A clock-wise transformation means positive work, but this graph - misdirected by the text of the exercise - is all the opposite (V-p, instead of p-V), hence the negative work.

It then asks for [latex]T_B[/latex], which I calculated from the ideal gas law. I didn't know the amount of substance, but I took that from state A.
[latex]n=\frac{p_AV_A}{RT_A} \Rightarrow \color{red}{n=0,048}[/latex] then [latex]T_B=\frac{p_BV_B}{nR} \Rightarrow \color{red}{T_B \approx 375K}[/latex].

Finally, it wants the heat transfer with the outside during [latex]A\rightarrow B[/latex].
At first, I wanted to use [latex]Q=cm\Delta T[/latex], but the specific heat gave me some doubts: which one should I use when the transformation is not particular (I'm referring to the fact that there are specifc specific heats when the transformation is with costant pressure/costant volume)?

Then I thought I could use [latex]\Delta U=Q-W[/latex]. I could calculate the difference in internal energy:

[latex]\Delta U=\frac{3}{2}NK_b \Delta T \Rightarrow \Delta U=\frac{3}{2}(n*N_A)K_b \Delta T \Rightarrow \Delta U=\frac{3}{2}*2,89^{22}*1,38^{-23}*75 \Rightarrow \color{red}{\Delta U_{A\rightarrow B} \approx +45J}[/latex].

 

Since it is work done on the gas, it is more internal energy, not less: [latex]\Delta U=45=Q \color{red}{+} W[/latex]. Also, we are only talking about the work done from A to B, which includes the area underlying the triangle: [latex]\color{red}{W_{A\rightarrow B}=220J}[/latex]. But I can't figure out the sign of the Q: the work causes a compression, but I don't know how much. I mean: it could be so much that the temperature went much higher than 375K, arriving then at that level giving off heat; but it could also be that the work brought the temperature under 375K and that it arrived at that level absorbing heat.

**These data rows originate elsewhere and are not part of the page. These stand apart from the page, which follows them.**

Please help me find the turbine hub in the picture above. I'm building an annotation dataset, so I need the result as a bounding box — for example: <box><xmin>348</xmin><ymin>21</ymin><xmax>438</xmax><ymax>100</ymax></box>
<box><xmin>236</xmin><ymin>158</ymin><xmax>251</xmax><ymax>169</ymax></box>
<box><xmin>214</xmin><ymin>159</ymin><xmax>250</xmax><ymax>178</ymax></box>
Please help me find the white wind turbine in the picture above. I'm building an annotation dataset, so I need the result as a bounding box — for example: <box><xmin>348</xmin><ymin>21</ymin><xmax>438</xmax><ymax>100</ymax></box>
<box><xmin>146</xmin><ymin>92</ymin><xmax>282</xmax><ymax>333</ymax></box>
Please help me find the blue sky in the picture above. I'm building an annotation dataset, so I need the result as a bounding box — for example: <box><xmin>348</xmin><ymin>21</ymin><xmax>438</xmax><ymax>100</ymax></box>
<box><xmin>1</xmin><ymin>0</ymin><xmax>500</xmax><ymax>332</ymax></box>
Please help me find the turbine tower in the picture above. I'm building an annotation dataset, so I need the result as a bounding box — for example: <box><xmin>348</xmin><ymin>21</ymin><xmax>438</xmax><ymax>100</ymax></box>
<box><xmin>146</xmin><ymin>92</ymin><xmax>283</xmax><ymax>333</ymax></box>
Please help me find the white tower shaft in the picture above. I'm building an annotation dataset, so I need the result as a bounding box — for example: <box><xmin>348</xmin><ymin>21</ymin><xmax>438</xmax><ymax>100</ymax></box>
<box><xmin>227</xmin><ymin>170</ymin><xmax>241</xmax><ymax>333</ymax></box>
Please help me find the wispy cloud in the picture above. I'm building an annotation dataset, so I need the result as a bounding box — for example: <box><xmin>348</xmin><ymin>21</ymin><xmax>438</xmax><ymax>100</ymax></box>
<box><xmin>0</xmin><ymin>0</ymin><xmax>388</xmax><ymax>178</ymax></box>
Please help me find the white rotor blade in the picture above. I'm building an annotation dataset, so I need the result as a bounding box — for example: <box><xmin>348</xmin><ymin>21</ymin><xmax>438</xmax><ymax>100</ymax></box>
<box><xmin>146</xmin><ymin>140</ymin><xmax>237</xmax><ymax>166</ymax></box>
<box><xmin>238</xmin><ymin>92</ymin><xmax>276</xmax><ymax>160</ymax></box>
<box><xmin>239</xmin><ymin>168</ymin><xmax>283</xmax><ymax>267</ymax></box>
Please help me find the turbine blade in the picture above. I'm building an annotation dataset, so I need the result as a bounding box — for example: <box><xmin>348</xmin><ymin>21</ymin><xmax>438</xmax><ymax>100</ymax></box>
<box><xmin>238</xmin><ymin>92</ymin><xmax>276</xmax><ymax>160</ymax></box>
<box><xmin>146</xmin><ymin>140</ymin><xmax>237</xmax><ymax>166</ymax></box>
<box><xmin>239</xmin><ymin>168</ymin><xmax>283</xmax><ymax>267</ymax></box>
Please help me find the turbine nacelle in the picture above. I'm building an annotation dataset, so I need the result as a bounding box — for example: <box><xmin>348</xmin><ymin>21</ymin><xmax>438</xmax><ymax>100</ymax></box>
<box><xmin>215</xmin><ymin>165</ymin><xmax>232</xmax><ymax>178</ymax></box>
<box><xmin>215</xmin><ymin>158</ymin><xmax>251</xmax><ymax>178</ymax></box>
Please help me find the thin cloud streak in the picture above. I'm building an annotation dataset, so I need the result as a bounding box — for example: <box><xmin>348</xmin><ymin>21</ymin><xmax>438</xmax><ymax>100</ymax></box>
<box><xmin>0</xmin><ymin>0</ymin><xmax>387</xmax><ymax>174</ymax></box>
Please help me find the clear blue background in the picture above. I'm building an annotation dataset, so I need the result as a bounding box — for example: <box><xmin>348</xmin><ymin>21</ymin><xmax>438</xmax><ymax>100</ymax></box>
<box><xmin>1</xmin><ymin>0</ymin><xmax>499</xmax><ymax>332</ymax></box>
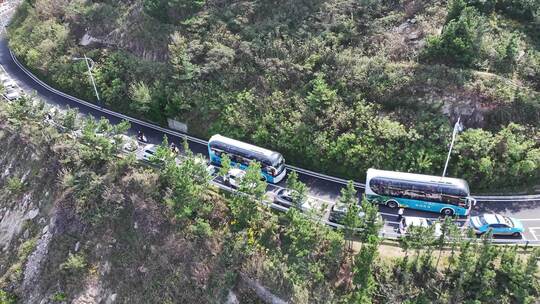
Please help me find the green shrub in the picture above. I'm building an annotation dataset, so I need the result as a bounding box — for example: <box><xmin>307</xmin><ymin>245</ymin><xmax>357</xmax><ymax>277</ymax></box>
<box><xmin>52</xmin><ymin>292</ymin><xmax>67</xmax><ymax>302</ymax></box>
<box><xmin>0</xmin><ymin>290</ymin><xmax>17</xmax><ymax>304</ymax></box>
<box><xmin>422</xmin><ymin>7</ymin><xmax>484</xmax><ymax>67</ymax></box>
<box><xmin>6</xmin><ymin>177</ymin><xmax>24</xmax><ymax>194</ymax></box>
<box><xmin>190</xmin><ymin>218</ymin><xmax>213</xmax><ymax>238</ymax></box>
<box><xmin>60</xmin><ymin>253</ymin><xmax>87</xmax><ymax>273</ymax></box>
<box><xmin>18</xmin><ymin>239</ymin><xmax>37</xmax><ymax>260</ymax></box>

And anyway, whatever sign I use the answer [latex](Q=-145J[/latex], the book says) isn't right.

 

So, where's my mistake?

Thanks in advance.

(If something isn't clear, please tell me)

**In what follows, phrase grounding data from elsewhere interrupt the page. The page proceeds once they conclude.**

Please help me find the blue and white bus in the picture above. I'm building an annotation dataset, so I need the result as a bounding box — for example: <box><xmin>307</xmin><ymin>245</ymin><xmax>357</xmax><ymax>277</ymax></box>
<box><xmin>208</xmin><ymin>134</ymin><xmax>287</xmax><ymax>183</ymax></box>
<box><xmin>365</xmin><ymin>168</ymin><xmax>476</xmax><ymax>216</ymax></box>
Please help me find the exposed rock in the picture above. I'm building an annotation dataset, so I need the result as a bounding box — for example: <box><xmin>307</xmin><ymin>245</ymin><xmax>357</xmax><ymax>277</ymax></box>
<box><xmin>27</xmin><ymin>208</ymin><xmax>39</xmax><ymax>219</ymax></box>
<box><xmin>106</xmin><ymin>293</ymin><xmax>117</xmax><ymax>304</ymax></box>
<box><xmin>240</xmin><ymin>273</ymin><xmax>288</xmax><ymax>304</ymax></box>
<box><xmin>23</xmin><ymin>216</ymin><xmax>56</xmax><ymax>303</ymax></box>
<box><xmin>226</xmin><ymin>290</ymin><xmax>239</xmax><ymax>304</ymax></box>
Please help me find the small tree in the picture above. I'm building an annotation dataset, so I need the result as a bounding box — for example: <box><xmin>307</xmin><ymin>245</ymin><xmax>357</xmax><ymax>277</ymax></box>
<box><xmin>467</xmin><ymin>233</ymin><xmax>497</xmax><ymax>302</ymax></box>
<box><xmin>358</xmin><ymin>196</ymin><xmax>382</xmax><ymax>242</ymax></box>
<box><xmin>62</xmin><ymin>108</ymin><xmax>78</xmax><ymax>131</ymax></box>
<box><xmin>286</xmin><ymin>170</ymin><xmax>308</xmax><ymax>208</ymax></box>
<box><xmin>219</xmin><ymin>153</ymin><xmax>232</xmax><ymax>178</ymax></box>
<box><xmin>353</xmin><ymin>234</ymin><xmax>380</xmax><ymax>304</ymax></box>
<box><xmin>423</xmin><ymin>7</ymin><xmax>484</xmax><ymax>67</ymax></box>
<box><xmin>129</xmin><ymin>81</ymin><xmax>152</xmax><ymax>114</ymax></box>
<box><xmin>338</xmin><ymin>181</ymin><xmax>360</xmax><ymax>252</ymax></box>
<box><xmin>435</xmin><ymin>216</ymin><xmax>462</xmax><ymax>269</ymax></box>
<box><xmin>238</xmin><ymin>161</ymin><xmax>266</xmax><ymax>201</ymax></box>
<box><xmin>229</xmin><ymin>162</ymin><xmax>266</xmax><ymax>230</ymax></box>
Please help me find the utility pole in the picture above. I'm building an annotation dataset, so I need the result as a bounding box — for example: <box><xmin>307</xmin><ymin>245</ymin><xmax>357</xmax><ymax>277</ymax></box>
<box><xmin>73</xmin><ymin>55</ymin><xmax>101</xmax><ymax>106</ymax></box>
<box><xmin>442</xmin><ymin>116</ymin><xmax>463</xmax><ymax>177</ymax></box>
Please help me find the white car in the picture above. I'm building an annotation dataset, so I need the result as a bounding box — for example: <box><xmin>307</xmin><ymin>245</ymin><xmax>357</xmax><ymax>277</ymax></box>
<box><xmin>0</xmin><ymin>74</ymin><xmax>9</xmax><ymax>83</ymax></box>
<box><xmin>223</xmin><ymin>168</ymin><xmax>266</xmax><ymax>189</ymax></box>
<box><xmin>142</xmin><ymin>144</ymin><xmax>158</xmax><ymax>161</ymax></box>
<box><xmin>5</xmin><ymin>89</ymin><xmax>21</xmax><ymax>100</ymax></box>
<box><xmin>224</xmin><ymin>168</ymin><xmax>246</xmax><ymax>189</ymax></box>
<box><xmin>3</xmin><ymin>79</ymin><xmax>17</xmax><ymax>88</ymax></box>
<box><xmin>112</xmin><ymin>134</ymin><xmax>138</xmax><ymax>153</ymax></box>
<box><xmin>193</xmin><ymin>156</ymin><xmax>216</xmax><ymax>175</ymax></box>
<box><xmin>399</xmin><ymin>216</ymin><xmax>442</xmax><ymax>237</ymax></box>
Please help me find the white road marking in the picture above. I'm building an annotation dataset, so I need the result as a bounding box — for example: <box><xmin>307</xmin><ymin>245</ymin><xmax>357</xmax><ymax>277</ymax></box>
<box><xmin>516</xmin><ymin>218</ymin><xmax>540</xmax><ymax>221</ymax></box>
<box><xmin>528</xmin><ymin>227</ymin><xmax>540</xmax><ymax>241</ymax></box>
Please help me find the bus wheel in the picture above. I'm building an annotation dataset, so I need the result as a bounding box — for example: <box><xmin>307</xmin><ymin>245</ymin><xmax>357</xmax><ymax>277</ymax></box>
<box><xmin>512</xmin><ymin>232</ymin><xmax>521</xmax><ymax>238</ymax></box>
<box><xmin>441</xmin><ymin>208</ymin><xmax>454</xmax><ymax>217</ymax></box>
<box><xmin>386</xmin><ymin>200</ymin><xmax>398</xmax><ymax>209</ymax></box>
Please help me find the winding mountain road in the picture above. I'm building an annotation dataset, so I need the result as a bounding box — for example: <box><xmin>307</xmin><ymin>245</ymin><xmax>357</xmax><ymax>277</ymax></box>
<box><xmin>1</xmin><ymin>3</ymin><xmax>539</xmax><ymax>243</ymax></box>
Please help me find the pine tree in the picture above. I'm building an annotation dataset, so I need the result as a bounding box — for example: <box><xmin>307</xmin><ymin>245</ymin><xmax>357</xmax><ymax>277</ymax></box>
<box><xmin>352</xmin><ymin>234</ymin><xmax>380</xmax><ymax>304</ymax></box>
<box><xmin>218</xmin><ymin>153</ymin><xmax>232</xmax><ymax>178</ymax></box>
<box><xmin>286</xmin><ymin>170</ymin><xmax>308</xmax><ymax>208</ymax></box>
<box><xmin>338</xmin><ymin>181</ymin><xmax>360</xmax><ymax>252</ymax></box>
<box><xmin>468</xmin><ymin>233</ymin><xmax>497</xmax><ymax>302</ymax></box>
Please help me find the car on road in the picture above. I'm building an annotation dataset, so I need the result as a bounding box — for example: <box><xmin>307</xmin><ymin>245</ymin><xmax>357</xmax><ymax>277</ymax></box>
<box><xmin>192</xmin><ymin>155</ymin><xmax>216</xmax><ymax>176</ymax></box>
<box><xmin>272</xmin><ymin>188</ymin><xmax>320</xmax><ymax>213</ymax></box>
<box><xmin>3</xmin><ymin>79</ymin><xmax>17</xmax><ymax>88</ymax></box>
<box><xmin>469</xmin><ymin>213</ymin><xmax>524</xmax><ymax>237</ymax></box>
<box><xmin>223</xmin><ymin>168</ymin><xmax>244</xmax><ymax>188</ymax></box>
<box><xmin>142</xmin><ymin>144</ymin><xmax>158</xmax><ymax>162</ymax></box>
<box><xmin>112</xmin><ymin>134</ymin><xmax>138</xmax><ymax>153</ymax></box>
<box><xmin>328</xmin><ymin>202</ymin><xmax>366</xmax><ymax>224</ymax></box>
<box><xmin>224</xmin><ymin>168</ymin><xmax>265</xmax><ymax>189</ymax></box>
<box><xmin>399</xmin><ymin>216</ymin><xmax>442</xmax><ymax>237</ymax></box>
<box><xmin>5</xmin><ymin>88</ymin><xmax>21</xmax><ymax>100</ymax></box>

Edited August 25, 2014 by WTST

[studiot]

Unfortunately I have been away for a couple of weeks and have just come across this one.

 

However we can work through it if you are still interested, there is much insight to be gained from this one.

 

I will call the third vertex of the triangle C.

 

 

So, where's my mistake?

 

Well I agreed with your calculations in parts (1) 110J and (2) 375K ,

and I agree that if you calculate the change in internal energy from A to B and subtract the work (with due regard to sign) you will obtain the heat change

but I calculated the work from A to B to be 190J, not 220J as you have it.

 

Edit

 

Also, we are only talking about the work done from A to B, which includes the area underlying the triangle:

I would guess that you have added the area between the BC and the pressure axis (110J) to the triangle. This is of course the leg where no work is done since the volume change is zero.

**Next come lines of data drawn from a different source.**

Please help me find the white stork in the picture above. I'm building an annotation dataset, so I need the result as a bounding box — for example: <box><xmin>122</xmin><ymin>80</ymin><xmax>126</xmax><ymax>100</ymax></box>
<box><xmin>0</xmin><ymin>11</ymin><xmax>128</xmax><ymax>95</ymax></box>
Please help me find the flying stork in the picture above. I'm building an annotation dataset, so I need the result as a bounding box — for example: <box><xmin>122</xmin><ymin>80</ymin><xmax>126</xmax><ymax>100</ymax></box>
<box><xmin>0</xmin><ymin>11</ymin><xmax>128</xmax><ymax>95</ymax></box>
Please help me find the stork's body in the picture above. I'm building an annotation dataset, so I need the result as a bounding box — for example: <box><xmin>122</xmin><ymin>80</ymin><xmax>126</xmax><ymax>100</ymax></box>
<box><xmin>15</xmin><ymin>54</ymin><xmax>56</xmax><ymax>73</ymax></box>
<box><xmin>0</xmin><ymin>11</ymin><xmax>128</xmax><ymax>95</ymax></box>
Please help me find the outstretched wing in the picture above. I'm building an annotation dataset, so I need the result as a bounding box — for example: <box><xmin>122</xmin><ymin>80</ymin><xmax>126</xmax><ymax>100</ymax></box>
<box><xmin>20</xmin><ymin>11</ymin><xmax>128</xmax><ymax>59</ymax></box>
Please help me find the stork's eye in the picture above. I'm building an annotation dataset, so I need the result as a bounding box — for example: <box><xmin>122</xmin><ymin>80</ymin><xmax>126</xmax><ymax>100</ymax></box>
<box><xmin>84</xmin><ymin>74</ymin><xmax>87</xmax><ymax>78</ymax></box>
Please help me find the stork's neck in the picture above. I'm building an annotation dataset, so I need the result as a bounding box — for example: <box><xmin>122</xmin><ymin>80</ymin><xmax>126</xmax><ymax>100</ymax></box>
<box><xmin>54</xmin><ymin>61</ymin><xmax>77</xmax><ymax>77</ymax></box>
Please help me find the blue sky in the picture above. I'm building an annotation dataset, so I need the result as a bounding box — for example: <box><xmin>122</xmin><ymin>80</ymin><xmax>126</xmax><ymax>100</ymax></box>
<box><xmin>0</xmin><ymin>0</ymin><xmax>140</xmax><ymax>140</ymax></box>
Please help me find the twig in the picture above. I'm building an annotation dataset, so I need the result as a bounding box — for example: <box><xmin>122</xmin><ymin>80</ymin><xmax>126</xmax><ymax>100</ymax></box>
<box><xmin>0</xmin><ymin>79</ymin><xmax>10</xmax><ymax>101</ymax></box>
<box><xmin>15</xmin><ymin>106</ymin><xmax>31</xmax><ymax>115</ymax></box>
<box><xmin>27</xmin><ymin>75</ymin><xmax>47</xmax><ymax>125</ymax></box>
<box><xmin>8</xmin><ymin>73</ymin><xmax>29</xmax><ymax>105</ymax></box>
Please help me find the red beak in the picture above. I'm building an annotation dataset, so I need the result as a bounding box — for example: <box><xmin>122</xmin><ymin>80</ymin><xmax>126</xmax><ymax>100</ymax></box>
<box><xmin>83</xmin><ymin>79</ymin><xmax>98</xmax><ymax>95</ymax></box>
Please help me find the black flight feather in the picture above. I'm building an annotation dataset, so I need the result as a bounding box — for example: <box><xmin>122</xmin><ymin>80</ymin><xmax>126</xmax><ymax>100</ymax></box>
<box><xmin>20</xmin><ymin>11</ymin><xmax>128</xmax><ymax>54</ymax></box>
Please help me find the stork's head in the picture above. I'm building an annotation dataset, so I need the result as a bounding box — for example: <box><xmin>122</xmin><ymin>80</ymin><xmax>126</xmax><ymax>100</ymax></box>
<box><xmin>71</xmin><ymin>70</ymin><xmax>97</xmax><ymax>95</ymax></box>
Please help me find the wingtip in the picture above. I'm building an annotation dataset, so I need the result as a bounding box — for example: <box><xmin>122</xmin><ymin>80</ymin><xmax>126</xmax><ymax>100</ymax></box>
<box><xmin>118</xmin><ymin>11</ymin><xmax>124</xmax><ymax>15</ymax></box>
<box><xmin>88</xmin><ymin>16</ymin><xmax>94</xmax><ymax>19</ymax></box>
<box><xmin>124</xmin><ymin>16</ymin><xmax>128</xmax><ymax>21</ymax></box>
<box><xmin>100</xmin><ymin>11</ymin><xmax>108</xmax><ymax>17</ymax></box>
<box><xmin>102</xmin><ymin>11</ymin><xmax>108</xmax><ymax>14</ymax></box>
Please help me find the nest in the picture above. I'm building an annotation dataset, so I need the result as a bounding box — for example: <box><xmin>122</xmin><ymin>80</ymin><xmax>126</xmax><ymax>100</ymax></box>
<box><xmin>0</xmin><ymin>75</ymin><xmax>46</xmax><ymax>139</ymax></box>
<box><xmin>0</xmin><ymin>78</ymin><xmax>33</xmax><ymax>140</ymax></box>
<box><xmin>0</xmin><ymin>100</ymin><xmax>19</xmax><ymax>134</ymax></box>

You should be calculating the area between AC and the Volume axis (80J), which will add to get you the proper answer.

 

You correctly calculated the change in internal energy to be 45J so (45 - 190)J = -145J, the heat change required.

 

 

You have correctly identified Cv as being 3R/2, but did not specifically note that this is because helium is a monatomic gas (you need to use all the facts given in the problem).

 

This makes Cp = 5R/2 since we are using ideal gas laws as the equations of state.

 

Why do you think it was important for the questions to state that the change AB was made slowly?

 

 

(I'm referring to the fact that there are specifc specific heats when the transformation is with costant pressure/costant volume)?

 

When we have constant volume conditions we use Q = CvdT; This can therefore be done for the leg CA of the cycle.

 

When we have constant pressure conditions we use Q = CpdT; This can therefore be done for the leg BC of the cycle.

 

However in general when the conditions are neither constant volume nor constant pressure we cannot directly use the specific heats but must use the equations

 

for internal energy or enthalpy.

 

http://hyperphysics.phy-astr.gsu.edu/hbase/kinetic/shegas.html

Edited August 30, 2014 by studiot

[studiot]

I see there have been over 40 new views since I posted my belated response, but no one else has shown enough interest to post as well.

 

This is a pity since we may have lost/driven away a potential member actually interested in technical matters, and also because as I said this is a nice question that demonstrates many useful ideas if one follows the the state and exchange variables around the cycle, by direct calculation rather than using the area of the triangle.

 

All the numbers work out nicely and the integration to find the work for the leg AB is easy but very instructive since you will not find it as a standard method in any textbook.

 

Any takers?